Stazione di Olgiate, terra di nessuno  L’appello: «Comuni, uniamo le forze»
La stazione di Olgiate, con i vigili del fuoco nel punto dopo il ragazzo era stato investito dal treno

Stazione di Olgiate, terra di nessuno

L’appello: «Comuni, uniamo le forze»

Troppi pericoli lungo i binari, il sindaco chiede

la convocazione di un tavolo di lavoro

Giovedì scorso un ragazzo di vent’anni ha perso le gambe, devastate da un treno diretto a Lecco ; un altro, lunedì, in sella a una bici si è attaccato al maniglione esterno di un convoglio in corsa e si è fatto trainare sino al termine della banchina della stazione; un terzo, infine, è caduto completamente sbronzo davanti al negozio di fiori, rischiando di finire sui binari.

Ce n’è abbastanza, a Olgiate Molgora, per considerare preoccupante quello che sta accadendo attorno alla stazione ferroviaria.

Per questo su suggerimento dell’assessore Matteo Fratangeli, il sindaco di Olgiate Molgora Giovanni Battista Bernocco ha intenzione di convocare al più presto un tavolo per discutere della questione.

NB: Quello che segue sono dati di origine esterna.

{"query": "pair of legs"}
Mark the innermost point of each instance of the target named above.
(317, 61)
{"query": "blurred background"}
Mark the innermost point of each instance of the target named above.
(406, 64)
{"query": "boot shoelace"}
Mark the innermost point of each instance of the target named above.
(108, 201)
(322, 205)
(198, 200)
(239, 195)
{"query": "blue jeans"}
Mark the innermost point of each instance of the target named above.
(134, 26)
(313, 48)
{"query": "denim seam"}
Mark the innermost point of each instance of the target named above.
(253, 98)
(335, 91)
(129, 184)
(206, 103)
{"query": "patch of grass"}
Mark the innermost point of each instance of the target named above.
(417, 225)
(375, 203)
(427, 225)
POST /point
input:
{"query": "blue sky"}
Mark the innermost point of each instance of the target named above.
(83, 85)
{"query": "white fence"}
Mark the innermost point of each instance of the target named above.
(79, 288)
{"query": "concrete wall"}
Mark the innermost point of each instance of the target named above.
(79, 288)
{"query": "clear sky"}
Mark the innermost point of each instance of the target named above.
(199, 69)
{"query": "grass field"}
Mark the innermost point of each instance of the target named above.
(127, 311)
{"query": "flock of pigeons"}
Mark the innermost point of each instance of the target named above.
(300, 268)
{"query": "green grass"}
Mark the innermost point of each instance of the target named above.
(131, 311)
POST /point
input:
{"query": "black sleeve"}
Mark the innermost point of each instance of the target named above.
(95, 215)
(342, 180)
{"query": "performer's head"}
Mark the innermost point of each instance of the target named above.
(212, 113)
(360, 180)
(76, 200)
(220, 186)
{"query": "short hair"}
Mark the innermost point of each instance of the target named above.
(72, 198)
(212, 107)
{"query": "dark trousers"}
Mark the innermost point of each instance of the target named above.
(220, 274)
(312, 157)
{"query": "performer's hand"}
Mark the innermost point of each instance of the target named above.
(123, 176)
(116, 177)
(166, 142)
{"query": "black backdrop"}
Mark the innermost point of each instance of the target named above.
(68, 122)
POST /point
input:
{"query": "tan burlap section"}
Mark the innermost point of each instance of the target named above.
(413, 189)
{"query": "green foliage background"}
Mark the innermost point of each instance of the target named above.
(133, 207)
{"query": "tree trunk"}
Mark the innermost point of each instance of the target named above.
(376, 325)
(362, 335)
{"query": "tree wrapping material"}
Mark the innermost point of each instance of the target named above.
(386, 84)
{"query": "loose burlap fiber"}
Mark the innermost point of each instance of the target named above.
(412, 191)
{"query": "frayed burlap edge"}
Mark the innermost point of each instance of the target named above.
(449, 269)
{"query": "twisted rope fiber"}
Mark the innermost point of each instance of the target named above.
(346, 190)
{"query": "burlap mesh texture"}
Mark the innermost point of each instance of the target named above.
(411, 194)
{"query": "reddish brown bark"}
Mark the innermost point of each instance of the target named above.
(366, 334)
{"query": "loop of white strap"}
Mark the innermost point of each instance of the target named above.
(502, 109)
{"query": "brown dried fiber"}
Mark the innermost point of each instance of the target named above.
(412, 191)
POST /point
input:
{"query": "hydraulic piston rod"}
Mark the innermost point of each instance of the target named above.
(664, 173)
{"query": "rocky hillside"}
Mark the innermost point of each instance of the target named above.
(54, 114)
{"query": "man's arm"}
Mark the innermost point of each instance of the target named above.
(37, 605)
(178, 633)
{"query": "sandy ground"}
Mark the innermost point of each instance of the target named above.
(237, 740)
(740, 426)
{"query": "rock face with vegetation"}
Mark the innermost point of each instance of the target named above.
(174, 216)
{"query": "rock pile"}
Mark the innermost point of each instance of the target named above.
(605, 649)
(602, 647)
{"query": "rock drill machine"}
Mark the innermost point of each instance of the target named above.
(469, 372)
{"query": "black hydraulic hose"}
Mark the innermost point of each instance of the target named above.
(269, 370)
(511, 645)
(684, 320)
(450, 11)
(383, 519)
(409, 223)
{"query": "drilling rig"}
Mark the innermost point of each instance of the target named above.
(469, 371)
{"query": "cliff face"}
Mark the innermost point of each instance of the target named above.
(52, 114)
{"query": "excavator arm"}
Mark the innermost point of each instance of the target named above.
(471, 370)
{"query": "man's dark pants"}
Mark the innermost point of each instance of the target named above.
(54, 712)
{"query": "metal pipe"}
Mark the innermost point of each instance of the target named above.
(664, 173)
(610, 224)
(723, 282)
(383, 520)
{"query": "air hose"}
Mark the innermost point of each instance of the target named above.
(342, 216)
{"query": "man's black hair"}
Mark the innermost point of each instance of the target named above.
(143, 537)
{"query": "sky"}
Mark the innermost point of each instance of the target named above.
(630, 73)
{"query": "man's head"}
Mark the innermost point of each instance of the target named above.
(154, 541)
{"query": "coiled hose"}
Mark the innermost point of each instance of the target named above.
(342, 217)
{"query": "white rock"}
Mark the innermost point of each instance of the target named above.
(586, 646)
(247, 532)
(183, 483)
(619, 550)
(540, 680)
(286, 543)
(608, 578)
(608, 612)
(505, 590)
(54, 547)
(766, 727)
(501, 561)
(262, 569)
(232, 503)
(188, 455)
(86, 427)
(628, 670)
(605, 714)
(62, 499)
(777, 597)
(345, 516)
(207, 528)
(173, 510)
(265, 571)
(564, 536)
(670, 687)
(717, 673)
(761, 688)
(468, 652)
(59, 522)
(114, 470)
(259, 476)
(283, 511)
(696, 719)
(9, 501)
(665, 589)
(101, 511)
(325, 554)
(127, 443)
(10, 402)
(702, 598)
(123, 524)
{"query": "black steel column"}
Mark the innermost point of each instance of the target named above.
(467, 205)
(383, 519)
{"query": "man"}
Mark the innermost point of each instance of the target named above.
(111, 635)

«L’idea - anticipa il primo cittadino - è di analizzare insieme ai Comuni della zona e anche alle forze dell’ordine, la situazione per capire che cosa fare, come intervenire».

«Toccherebbe alla polizia ferroviaria vigilare su quanto accade in stazione - ricorda - Eppure, giovedì scorso, quando il ragazzo di vent’anni ha perso le gambe, non sono nemmeno arrivati. È chiaro che se le cose stanno così, dobbiamo essere noi a muoverci».